Project Innovation + Advantages:
Halotechnics is developing a high-temperature thermal energy storage system using a new thermal-storage and heat-transfer material: earth-abundant and low-melting-point molten glass. Heat storage materials are critical to the energy storage process. In solar thermal storage systems, heat can be stored in these materials during the day and released at night--when the sun is not out--to drive a turbine and produce electricity. In nuclear storage systems, heat can be stored in these materials at night and released to produce electricity during daytime peak-demand hours. Halotechnics new thermal storage material targets a price that is potentially cheaper than the molten salt used in most commercial solar thermal storage systems today. It is also extremely stable at temperatures up to 1200°C--hundreds of degrees hotter than the highest temperature molten salt can handle. Being able to function at high temperatures will significantly increase the efficiency of turning heat into electricity. Halotechnics is developing a scalable system to pump, heat, store, and discharge the molten glass. The company is leveraging technology used in the modern glass industry, which has decades of experience handling molten glass.

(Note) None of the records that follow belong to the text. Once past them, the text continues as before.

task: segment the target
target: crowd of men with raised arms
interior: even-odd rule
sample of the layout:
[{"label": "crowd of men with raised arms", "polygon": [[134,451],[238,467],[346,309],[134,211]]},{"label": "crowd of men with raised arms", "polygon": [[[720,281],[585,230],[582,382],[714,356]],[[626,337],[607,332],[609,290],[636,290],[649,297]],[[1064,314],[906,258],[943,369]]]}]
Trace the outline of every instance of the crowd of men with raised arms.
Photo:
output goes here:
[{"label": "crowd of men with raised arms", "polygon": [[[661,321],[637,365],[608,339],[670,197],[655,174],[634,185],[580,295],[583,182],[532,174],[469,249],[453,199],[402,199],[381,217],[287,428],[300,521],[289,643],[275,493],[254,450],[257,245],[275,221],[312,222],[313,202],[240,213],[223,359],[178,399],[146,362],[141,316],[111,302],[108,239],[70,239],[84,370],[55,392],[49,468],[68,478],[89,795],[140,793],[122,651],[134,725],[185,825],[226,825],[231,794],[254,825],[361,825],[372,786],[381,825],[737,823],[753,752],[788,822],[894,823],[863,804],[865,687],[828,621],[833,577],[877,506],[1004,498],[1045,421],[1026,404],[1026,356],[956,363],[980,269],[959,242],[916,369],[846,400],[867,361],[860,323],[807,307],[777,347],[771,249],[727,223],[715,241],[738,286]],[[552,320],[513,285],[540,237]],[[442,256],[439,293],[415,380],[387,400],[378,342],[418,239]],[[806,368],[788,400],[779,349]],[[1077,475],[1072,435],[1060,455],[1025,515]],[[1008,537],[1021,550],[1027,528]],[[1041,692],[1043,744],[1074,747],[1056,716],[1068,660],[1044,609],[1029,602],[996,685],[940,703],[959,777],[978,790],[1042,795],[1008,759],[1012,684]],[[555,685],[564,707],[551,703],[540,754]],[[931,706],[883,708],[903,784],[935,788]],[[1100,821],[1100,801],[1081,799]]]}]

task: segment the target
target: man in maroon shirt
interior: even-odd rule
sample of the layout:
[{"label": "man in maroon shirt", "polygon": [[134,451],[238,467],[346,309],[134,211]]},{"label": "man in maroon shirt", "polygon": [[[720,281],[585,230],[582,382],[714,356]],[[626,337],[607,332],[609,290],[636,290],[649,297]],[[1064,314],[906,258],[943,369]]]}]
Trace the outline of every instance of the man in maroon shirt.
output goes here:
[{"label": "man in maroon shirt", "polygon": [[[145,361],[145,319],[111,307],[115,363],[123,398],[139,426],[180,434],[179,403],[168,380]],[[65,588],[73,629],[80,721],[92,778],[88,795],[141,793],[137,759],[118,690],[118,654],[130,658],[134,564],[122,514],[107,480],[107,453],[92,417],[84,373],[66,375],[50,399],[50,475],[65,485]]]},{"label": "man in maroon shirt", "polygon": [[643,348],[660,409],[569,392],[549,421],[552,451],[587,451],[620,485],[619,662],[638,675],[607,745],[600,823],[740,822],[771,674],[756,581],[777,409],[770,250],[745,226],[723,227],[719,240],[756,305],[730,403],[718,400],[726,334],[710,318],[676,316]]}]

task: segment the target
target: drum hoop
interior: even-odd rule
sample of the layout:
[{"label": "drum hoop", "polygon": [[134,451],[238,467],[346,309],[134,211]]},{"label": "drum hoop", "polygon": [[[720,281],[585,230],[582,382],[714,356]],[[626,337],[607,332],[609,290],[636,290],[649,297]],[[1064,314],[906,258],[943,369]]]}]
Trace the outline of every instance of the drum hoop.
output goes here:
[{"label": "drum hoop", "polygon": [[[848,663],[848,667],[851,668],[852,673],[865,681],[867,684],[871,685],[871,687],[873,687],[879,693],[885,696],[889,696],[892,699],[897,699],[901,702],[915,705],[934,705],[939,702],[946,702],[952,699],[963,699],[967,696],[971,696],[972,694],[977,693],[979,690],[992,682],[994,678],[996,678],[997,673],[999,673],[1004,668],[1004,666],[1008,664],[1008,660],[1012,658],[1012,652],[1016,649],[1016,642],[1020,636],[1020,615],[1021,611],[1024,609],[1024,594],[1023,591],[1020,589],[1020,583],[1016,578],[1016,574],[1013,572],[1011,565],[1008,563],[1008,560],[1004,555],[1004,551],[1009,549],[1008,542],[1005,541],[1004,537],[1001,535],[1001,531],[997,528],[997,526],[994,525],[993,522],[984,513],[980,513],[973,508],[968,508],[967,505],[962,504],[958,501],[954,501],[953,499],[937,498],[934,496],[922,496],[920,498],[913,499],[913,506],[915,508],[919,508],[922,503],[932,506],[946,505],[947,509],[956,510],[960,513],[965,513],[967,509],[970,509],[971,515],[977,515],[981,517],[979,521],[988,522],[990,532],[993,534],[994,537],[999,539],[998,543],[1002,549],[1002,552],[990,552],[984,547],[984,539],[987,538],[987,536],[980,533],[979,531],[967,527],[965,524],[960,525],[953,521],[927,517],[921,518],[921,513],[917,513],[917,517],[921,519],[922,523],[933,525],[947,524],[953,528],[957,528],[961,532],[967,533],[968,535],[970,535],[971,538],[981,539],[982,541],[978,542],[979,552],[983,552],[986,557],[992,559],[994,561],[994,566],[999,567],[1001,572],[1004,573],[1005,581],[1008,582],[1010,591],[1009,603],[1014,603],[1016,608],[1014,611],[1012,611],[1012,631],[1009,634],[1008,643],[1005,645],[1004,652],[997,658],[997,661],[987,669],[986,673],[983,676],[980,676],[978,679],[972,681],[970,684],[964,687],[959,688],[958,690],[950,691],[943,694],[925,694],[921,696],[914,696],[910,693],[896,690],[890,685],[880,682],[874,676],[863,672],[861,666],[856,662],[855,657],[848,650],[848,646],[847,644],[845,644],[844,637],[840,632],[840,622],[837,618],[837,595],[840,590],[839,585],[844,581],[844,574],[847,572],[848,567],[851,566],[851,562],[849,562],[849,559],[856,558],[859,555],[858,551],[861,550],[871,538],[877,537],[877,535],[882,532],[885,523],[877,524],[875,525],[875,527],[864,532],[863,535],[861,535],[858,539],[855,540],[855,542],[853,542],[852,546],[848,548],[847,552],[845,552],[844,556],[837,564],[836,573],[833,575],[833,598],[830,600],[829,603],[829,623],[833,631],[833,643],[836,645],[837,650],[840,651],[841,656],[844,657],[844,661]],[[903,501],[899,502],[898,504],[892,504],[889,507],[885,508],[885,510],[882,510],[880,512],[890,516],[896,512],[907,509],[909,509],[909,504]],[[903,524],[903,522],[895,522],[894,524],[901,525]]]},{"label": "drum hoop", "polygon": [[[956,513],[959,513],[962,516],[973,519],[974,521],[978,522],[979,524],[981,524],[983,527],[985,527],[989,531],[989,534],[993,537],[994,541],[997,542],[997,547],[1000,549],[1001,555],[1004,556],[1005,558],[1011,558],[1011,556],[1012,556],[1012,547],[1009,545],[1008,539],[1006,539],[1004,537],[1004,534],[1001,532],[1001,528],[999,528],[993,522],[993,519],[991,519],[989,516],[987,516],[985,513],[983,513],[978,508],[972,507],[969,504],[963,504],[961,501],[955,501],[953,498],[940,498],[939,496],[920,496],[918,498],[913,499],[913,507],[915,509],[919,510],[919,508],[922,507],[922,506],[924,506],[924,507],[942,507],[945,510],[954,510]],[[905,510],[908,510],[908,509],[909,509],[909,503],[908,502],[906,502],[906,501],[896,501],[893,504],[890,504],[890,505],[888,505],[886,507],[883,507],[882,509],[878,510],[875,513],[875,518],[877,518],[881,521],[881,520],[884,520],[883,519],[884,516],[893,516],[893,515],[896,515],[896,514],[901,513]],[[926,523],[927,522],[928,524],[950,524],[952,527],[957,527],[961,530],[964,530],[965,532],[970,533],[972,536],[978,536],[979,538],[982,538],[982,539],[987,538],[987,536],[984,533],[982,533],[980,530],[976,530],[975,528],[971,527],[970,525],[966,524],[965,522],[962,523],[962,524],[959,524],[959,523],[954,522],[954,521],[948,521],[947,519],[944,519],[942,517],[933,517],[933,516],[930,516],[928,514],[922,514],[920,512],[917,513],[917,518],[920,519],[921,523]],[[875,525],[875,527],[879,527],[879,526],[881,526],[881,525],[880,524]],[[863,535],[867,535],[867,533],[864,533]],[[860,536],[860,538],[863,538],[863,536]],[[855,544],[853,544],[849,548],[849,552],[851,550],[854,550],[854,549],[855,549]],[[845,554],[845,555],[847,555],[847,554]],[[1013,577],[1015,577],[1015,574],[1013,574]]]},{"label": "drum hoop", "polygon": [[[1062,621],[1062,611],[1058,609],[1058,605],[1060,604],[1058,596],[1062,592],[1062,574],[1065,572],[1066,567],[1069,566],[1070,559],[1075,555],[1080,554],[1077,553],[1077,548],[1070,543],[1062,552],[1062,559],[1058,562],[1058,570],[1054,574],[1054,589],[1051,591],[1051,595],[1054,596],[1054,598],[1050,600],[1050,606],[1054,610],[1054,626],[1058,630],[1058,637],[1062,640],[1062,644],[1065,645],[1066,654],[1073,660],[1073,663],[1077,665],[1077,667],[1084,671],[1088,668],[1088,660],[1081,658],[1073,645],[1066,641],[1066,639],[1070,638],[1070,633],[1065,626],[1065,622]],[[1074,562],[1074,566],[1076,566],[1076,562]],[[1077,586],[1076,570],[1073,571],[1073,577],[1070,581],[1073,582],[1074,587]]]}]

If successful, Halotechnics would enable low-cost and efficient thermal energy storage for concentrating solar and nuclear power applications.
Cost-effective thermal energy storage would enable increased use of domestic energy resources like solar and nuclear--strengthening the nation's energy security.
Thermal energy storage systems could make it less expensive to generate power from nuclear and renewable solar energy, which in turn could help stabilize electricity rates for consumers.
Cost-effective thermal energy power generation could help decrease fossil fuel-based electricity use and harmful emissions from coal-burning power plants.